Web scraping has existed for a long time and, in its good form, it’s a key underpinning of the internet. While web scraping is rampant today, everyone suffers from the same apprehension:
Is web scraping legal?
Or is it something illegal and will it invite legal trouble?
It’s common knowledge that web scraping is a way of extracting data from websites. It’s a compulsion for many types of businesses to scrape data and analyze it. But it is equally true that many people are not sure of the legality of web scraping.
Web scraping itself is not illegal. But there are also some legal, moral and ethical restraints, which keep companies back from using web data scrapers. Some of the reasons as to why are presented in the following table:
1. Website terms and conditions Websites expressively forbid web scraping within their website terms and conditions.
2. Copyright As web scraping involves copying, it may lead to a claim for copyright infringement.
3. Database rights These rights are infringed when as a whole, or a part of a database is extracted without the owner’s consent.
4. Trademarks Reproducing a website owner’s trademarks without their consent, could lead to a claim for trademark infringement or passing off.
5. Data protection Scraping for information on individuals (in some cases considered as “personal data”), without their knowledge, could infringe data protection laws.
6. Criminal Damage It is an offense to cause criminal damage to a computer (including damage to data) or to use a computer to gain to access data without proper authorization.
Legality is totally dependent on the legal jurisdiction i.e. Laws are country and locality specific. Publicly available information gathering or scraping is not illegal, if it were illegal, Google would not exist as a company because they scrape data from every website in the world.
Here is a recent US court ruling (Sandvig vs Sessions) that talks directly about scraping which states:
“Scraping plausibly falls within the ambit of the First Amendment.”
“That plaintiffs wish to scrape data from websites rather than manually record information does not change the analysis. Scraping is merely a technological advance that makes information collection easier; it is not meaningfully different from using a tape recorder instead of taking written notes, or using the panorama function on a smartphone instead of taking a series of photos from different positions.”
There is a thin line between legal and illegal aspects of web scraping.
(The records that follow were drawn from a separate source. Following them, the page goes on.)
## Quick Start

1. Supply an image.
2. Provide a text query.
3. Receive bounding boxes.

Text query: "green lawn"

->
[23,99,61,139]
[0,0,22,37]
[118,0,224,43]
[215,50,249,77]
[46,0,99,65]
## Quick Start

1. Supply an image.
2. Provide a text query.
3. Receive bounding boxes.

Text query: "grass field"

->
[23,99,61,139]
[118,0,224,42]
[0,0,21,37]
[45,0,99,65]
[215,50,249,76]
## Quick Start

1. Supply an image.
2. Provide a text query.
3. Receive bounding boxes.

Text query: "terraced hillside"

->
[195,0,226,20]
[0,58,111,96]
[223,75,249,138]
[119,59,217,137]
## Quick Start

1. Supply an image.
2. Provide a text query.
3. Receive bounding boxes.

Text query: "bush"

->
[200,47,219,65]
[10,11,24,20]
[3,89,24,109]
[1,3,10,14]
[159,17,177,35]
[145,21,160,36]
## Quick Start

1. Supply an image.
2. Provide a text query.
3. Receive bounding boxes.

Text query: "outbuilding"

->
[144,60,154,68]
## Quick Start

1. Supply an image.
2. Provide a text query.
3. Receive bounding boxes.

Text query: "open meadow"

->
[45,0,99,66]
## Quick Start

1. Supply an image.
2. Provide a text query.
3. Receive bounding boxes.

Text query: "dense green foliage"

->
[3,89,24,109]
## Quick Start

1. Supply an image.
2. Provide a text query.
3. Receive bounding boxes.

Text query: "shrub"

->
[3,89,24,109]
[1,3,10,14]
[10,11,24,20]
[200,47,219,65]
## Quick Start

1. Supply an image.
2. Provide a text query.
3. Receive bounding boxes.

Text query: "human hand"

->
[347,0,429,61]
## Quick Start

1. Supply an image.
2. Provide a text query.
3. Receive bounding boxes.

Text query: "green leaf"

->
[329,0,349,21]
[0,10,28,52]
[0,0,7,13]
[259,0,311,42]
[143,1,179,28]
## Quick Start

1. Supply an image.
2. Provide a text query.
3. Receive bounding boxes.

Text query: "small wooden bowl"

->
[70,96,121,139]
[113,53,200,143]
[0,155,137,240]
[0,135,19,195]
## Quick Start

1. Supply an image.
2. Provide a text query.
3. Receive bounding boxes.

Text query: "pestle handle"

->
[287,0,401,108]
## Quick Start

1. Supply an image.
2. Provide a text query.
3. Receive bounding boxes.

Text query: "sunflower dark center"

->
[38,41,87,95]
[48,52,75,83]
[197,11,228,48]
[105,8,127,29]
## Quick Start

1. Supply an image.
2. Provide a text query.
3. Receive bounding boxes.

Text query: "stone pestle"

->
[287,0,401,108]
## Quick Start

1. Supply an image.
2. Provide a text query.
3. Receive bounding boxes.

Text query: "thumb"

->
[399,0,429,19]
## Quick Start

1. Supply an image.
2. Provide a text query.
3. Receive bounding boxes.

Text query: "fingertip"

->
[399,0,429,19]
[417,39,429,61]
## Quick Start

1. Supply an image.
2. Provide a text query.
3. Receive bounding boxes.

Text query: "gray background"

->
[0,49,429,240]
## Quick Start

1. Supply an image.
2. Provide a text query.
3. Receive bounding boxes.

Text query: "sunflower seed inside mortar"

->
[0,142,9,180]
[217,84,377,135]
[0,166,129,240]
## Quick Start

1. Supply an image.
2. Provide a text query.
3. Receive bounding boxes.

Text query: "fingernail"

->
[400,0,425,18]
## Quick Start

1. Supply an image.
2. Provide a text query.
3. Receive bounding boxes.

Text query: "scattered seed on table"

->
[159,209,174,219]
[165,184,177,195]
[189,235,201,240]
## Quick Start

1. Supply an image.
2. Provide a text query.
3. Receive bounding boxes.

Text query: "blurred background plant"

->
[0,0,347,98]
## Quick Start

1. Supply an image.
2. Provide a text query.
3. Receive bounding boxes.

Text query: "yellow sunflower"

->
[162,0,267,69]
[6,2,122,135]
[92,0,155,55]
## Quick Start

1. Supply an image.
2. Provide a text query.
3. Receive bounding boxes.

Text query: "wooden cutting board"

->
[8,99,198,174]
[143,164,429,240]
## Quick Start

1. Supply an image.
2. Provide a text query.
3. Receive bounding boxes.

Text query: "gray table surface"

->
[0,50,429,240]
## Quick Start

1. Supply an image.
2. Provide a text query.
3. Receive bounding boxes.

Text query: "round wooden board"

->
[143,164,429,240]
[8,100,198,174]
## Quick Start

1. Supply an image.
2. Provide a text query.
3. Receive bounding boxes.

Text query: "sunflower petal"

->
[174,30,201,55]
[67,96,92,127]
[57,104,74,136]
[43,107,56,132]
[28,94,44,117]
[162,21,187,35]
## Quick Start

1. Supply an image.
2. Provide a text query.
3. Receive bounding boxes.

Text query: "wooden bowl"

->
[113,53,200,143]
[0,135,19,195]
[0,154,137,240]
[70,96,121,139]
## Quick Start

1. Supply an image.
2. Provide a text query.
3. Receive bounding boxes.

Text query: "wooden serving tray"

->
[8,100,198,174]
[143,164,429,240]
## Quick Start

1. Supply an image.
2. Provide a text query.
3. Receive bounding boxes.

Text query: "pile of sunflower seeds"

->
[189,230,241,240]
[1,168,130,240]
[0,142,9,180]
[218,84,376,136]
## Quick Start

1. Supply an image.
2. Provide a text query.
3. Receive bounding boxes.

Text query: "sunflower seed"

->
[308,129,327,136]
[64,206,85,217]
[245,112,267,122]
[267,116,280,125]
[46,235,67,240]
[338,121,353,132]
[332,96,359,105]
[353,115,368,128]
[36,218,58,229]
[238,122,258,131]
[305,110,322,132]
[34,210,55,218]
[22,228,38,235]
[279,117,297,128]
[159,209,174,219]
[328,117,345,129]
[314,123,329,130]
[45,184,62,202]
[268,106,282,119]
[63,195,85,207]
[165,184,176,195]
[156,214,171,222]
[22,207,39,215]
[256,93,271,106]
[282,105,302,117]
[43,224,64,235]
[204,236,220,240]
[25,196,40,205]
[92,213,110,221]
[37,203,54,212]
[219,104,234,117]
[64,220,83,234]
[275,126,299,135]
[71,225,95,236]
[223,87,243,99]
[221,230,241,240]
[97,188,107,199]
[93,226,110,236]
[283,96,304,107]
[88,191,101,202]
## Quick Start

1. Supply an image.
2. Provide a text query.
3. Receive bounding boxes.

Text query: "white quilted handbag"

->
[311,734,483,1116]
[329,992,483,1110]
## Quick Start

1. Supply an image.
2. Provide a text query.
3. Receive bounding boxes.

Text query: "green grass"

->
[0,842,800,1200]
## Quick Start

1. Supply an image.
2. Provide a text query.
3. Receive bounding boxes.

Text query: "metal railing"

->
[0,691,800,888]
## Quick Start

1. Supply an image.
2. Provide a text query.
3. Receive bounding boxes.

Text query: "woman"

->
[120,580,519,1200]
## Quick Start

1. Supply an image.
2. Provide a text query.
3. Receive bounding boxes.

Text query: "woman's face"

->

It is, therefore, necessary to set it is legal or not. For example, here are a few things to consider when scraping public data from websites (note that the following addresses only US law):
• Website’s user agreement is not enforceable as a browsewrap agreement because companies do not provide sufficient notice of the terms to site visitors.
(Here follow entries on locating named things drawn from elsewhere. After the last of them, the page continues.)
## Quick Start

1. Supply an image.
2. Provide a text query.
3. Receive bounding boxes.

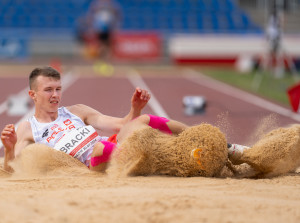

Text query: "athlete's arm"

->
[1,122,34,172]
[68,88,150,133]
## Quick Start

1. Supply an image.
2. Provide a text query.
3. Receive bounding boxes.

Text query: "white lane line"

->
[128,70,169,119]
[0,72,79,149]
[0,87,29,115]
[184,69,300,122]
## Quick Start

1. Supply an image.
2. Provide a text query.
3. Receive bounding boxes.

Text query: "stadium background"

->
[0,0,300,148]
[0,0,300,222]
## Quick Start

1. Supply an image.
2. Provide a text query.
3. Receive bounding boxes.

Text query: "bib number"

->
[54,125,100,159]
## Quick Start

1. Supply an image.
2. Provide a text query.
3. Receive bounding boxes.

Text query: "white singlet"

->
[28,107,107,166]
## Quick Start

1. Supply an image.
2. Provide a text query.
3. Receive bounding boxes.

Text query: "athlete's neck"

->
[34,111,58,123]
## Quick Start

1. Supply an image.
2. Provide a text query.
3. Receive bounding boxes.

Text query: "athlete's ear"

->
[28,90,35,100]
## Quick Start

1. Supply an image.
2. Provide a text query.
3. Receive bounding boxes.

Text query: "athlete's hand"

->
[1,124,17,150]
[131,87,151,110]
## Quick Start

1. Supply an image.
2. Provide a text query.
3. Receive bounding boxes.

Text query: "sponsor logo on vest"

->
[60,128,90,153]
[42,129,49,138]
[54,126,100,158]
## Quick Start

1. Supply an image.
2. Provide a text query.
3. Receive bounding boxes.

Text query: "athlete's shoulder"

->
[66,104,90,113]
[17,121,33,141]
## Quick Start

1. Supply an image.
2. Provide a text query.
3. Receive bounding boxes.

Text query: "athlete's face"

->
[29,76,61,112]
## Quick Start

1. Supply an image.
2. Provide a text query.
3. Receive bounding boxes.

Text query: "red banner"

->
[287,83,300,112]
[112,33,162,59]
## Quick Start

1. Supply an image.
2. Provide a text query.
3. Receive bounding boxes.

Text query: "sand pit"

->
[234,125,300,177]
[108,124,227,177]
[0,124,300,223]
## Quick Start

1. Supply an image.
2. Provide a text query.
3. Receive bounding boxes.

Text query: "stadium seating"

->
[0,0,261,33]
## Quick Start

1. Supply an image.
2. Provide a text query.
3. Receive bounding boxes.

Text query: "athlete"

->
[1,67,187,172]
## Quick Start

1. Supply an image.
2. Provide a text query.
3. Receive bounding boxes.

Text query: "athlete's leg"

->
[117,114,188,143]
[90,141,116,171]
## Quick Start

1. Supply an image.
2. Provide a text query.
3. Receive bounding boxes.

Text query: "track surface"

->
[0,67,300,155]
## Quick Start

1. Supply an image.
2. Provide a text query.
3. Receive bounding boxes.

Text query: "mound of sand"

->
[11,144,90,176]
[241,125,300,177]
[107,124,227,177]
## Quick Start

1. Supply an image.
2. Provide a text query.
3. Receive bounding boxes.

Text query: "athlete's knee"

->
[133,115,150,125]
[147,114,172,134]
[90,141,116,167]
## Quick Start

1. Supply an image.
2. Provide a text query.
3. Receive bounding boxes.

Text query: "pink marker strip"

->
[148,114,172,135]
[91,141,116,166]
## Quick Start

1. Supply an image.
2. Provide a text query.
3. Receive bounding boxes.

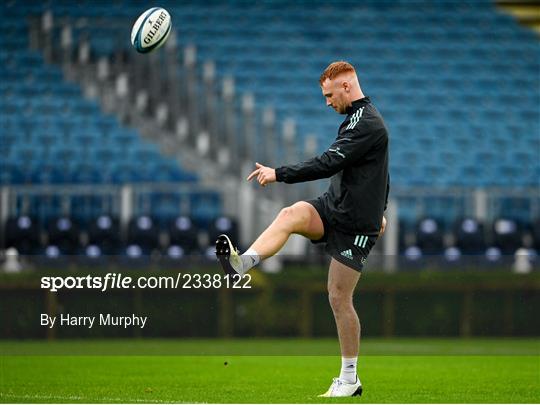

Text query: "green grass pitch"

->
[0,339,540,403]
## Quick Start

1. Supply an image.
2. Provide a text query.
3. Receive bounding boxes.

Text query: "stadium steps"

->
[497,0,540,34]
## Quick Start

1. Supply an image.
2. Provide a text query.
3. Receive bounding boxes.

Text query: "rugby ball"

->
[131,7,172,53]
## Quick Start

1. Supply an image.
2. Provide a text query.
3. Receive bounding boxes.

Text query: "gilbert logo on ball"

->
[131,7,172,53]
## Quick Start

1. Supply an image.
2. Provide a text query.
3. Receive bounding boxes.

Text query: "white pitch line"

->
[0,393,207,404]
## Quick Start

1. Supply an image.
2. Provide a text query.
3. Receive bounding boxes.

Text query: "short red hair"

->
[319,60,356,86]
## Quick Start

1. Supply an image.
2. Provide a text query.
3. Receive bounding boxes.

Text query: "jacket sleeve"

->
[276,128,384,184]
[384,173,390,211]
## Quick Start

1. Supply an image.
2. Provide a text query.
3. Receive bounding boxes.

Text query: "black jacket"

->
[276,97,390,236]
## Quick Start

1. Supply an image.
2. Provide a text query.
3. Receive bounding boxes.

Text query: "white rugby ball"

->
[131,7,172,53]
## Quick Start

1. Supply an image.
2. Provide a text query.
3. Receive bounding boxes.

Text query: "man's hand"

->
[247,163,276,187]
[379,215,386,236]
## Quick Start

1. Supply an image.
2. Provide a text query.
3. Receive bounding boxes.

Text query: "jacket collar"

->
[346,96,371,114]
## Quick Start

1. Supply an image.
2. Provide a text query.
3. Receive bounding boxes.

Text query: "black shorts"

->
[306,198,378,271]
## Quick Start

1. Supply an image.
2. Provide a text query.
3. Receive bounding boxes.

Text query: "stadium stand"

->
[0,0,540,262]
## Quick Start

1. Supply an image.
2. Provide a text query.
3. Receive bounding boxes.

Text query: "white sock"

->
[240,249,261,275]
[339,357,358,384]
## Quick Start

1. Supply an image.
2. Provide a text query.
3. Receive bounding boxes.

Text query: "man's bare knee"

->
[328,287,352,313]
[278,203,310,232]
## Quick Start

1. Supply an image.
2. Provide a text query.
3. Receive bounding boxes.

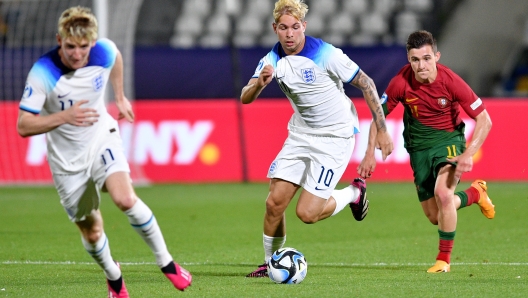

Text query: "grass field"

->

• Scrapers accesses website data as a visitor, and by following paths similar to a search engine. This can be done without registering as a user (and explicitly accepting any terms).
Social networks, for example, assign the value of becoming a user (based on call-to-action on public page), as the ability to:
1. Gain access to full profiles;
2. Identify common friends/connections;
3. Get introduced to others, and
4. Contact members directly.
As long as scrapers makes no attempt to perform any of these actions they do not gain “unauthorized access” to their services and thus does not violate Computer Fraud and Abuse Act (CFAA). Thus Parsers does not violate any of the rules or the law.